The Loomis Institute was chartered in 1874 by five siblings who had lost all their children and selflessly determined to found a school as a gift to the children of others. Since its opening in 1914, the school has offered educational opportunities for students regardless of gender, religious or political beliefs, national origin, or financial resources. Our students welcome the challenges of Loomis Chaffee's academic program, embrace opportunities to explore and pursue individual academic, athletics, artistic, and personal interests, and thrive in a community where their peers and faculty share a commitment to the best self and the common good.
The Founding
The founding of The Loomis Institute is a story of vision, generosity, and purpose springing from tragedy. Colonel James Loomis and Abigail Sherwood Chaffee, both of Windsor, married in 1805. By the early 1870s, their five remaining children — Osbert, James, John, Hezekiah, and Abigail — had experienced both the successes and the sadness of life. They had made their fortunes in the world, traveled, married, and had children, but all of the children in all five families had died before reaching the age of 21. Their grief found expression through an extraordinary act of trust and selfless generosity in the founding of a school for “all persons of the age of twelve years and upwards to twenty.” In July of 1874, freshly scribed Connecticut charter in hand, the direct descendants of Mr. Joseph Loomis could pursue in earnest their quest to commemorate and fulfill the promise of their deceased children by educating future generations. Forty years later in 1914, the school opened its doors to 39 boys and 13 girls.

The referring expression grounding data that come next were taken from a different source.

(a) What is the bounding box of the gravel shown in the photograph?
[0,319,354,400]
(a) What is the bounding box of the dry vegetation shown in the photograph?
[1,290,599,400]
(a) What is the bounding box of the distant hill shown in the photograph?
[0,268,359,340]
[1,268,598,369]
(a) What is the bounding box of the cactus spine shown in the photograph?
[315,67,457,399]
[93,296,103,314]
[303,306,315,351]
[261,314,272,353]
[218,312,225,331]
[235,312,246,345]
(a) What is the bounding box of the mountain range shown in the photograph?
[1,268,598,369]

Since its inception, the school has adhered to and honored its Founders’ wishes: to foster a lifelong zeal for learning through a rigorous and diverse curriculum and to instill an abiding respect for others predicated on the egalitarian notion that neither religion, sex, geographical origin, nor financial standing will preclude a student from enrolling in the school.
Our First Century
Through its first twelve years, the school educated both boys and girls, but in 1926 the girls moved to the historic Windsor center and the new campus of The Chaffee School to enable the faculty to focus on girls’ educational issues. For more than four decades, both schools enjoyed considerable success, even adhering to the Founders’ aspiration to remain tuition-free as long as the seed endowment allowed them to do so. In 1970, social and pedagogical opportunities reunited the two schools on the Island campus and a few years later to the formation of The Loomis Chaffee School. Capitalizing on the larger and coeducational student body, the school initiated significant curricular revisions by augmenting its already demanding core requirements with a broad range of electives in art, music, philosophy, religion, and physical education.

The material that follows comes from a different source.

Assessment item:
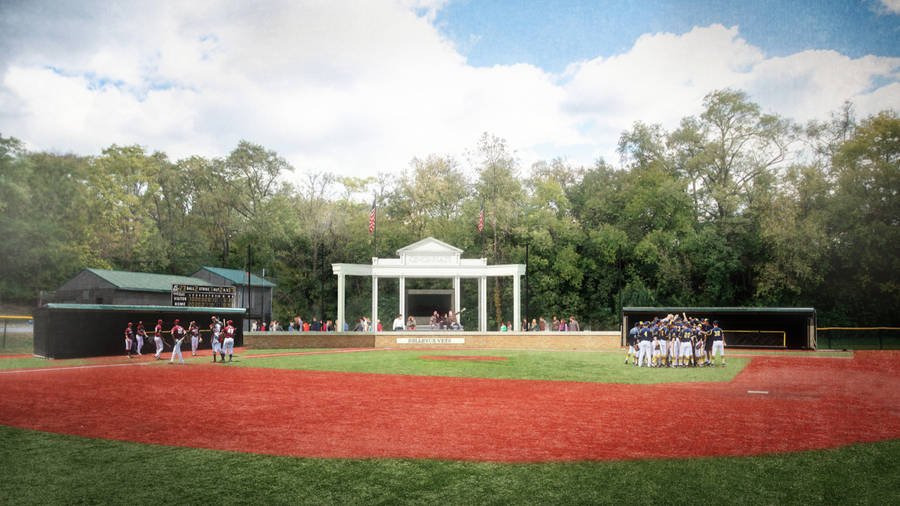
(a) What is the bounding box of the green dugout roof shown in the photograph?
[45,304,246,314]
[624,307,814,314]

Weathering the societal tumult and economic stagnancy of the 1970s, the school realized significant growth from the mid-1980s to today, enjoying a seven-fold growth in its endowment; a similarly exponential growth in the amount of financial aid awarded each year; an expansion of the faculty, now approximately 180 in number; and a doubling of the physical plant through the addition of several new dormitories, a visual arts center, a music center, a center for theater and dance, an admission building, and an athletics center.